13

UPDATE

Following Mr Cheese's answer, it seems that the

public static string Join<T>(string separator, IEnumerable<T> values)

overload of string.Join gets its advantage from the use of the StringBuilderCache class.

Does anybody have any feedback on the correctness or reason of this statement?

Could I write my own,

public static string Join<T>(
    string separator,
    string prefix,
    string suffix,
    IEnumerable<T> values)

function that uses the StringBuilderCache class?


After submitting my answer to this question I got drawn into some analysis of which would be the best performing answer.

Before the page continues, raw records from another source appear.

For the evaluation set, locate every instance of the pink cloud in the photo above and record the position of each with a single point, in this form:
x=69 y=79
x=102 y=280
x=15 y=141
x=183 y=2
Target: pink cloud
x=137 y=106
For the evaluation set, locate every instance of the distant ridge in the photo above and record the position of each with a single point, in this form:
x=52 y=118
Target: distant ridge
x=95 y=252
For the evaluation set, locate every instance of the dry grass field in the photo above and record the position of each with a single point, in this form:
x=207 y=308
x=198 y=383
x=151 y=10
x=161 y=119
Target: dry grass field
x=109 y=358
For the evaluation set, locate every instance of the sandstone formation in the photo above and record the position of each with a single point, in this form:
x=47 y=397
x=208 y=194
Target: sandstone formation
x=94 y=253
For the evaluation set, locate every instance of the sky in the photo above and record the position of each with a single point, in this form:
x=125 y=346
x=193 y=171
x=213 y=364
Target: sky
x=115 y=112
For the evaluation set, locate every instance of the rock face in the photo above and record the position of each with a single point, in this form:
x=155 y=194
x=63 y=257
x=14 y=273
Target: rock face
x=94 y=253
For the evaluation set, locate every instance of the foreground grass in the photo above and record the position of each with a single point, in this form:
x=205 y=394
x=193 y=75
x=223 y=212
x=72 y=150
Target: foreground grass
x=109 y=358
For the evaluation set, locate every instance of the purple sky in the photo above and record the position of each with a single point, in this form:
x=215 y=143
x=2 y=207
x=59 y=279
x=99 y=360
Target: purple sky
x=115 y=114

I wrote this code, in a console Program class to test my ideas.

using System;
using System.Collections.Generic;
using System.Diagnostics;
using System.Linq;
using System.Text;

class Program
{
    static void Main()
    {
        const string delimiter = ",";
        const string prefix = "[";
        const string suffix = "]";
        const int iterations = 1000000;

        var sequence = Enumerable.Range(1, 10).ToList();

        Func<IEnumerable<int>, string, string, string, string>[] joiners =
            {
                Build,
                JoinFormat,
                JoinConcat
            };

        // Warmup
        foreach (var j in joiners)
        {
            Measure(j, sequence, delimiter, prefix, suffix, 5);
        }

        // Check
        foreach (var j in joiners)
        {
            Console.WriteLine(
                "{0} output:\"{1}\"",
                j.Method.Name,
                j(sequence, delimiter, prefix, suffix));
        }

        foreach (var result in joiners.Select(j => new
                {
                    j.Method.Name,
                    Ms = Measure(
                        j,
                        sequence,
                        delimiter,
                        prefix,
                        suffix,
                        iterations)
                }))
        {
            Console.WriteLine("{0} time = {1}ms", result.Name, result.Ms);
        }

        Console.ReadKey();
    }

    private static long Measure<T>(
        Func<IEnumerable<T>, string, string, string, string> func,
        ICollection<T> source,
        string delimiter,
        string prefix,
        string suffix,
        int iterations)
    {
        var stopwatch = new Stopwatch();

        stopwatch.Start();
        for (var i = 0; i < iterations; i++)
        {
            func(source, delimiter, prefix, suffix);
        }

        stopwatch.Stop();

        return stopwatch.ElapsedMilliseconds;
    }

    private static string JoinFormat<T>(
        IEnumerable<T> source,
        string delimiter,
        string prefix,
        string suffix)
    {
        return string.Format(
            "{0}{1}{2}",
            prefix,
            string.Join(delimiter, source),
            suffix);
    }

    private static string JoinConcat<T>(
        IEnumerable<T> source,
        string delimiter,
        string prefix,
        string suffix)
    {
        return string.Concat(
            prefix,
            string.Join(delimiter, source),
            suffix);
    }

    private static string Build<T>(
        IEnumerable<T> source,
        string delimiter,
        string prefix,
        string suffix)
    {
        var builder = new StringBuilder();
        builder = builder.Append(prefix);

        using (var e = source.GetEnumerator())
        {
            if (e.MoveNext())
            {
                builder.Append(e.Current);
            }

            while (e.MoveNext())
            {
                builder.Append(delimiter);
                builder.Append(e.Current);
            }
        }

        builder.Append(suffix);
        return builder.ToString();
    }
}

running the code, in release configuration, built with optimizations, from the command line I get output like this.

...

Build time = 1555ms

JoinFormat time = 1715ms

JoinConcat time = 1452ms

The only suprise here (to me) is that the Join-Format combination is the slowest. After considering this answer, this makes a little more sense, the output of the string.Join is being processed by the outer StringBuilder in string.Format, there is an inherent delay with this approach.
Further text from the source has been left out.